DARPA, the research arm
of the U.S. Department of Defense, is also looking into smart implants.
In August 2014, it announced the Electrical Prescriptions (ElectRx) program,
which encourages the development of "ultraminiaturized devices" the
size of nerve fibers that would "continually assess conditions and
provide stimulus patterns tailored to help maintain healthy organ
function."
Researchers are also starting to think about how multiple smart devices might work together. The EU-funded WISERBAN
is a project aimed at creating a 'wireless body-area network' (WBAN)
that would let smart implants communicate wirelessly with each other and
the outside world without draining their limited power resources.
Battery life is a major
issue when it comes to these devices. The tiny battery in the RNS System
only lasts three to four years — after which, the whole device needs to
be replaced with surgery. Smart implants also need to be small in order
to fit next to organs inside of the human body.
At least researchers
know how the heart and esophagus work. The brain is still a mystery.

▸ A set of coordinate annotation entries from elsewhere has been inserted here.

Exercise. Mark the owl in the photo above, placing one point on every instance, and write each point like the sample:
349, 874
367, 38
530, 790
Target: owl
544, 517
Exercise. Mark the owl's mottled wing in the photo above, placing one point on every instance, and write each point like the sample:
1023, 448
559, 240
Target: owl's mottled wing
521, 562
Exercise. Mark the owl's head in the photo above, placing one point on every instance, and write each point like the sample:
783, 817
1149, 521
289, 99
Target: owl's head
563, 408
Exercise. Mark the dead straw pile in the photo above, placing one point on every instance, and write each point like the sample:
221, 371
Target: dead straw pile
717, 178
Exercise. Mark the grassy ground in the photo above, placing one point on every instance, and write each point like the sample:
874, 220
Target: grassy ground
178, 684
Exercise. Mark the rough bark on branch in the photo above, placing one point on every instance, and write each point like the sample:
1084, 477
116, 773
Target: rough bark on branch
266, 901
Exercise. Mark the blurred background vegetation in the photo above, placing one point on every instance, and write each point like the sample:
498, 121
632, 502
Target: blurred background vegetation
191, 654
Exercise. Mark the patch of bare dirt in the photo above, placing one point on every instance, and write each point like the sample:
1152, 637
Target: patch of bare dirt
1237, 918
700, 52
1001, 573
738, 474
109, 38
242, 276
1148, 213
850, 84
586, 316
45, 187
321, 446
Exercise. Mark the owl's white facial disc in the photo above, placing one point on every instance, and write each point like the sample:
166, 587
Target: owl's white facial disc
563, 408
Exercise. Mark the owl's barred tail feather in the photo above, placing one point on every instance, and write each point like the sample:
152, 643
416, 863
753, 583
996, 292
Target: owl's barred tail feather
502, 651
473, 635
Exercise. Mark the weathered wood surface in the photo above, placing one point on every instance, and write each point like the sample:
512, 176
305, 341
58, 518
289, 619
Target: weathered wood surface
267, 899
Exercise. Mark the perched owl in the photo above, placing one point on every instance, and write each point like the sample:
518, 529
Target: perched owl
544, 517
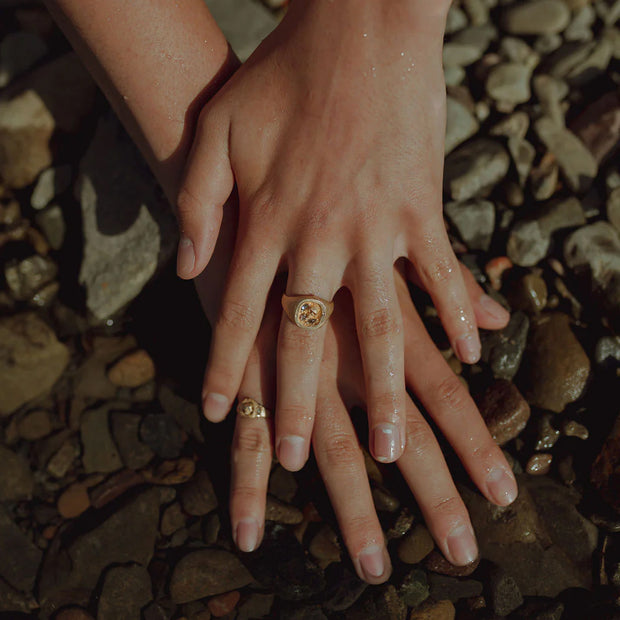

Creating devices that target the right areas of the brain when
scientists aren't even sure how the brain works is a serious challenge.
"We're like the Wright
brothers at the stage where they were first trying to build an
airplane," said Tim Denison, director of Medtronic's neuromodulation
division. "Before they could do it, they had to build a wind tunnel to
understand the principles of flight."
For epilepsy patients
like Loeb, the benefits could be more immediate. It's too early to tell
if the RNS System has solved her problem. Doctors had to spend time
monitoring and adjusting the device.
But over the last month, she has only had one seizure, a huge improvement over the daily seizures she was having before.
Now, she is eager to be
more independent. She wants to take the train, work and meet new people
without the nagging fear of a seizure in waiting in the wings.
"I feel a little more like myself," she said. "I don't have to worry every day about when the next one is coming."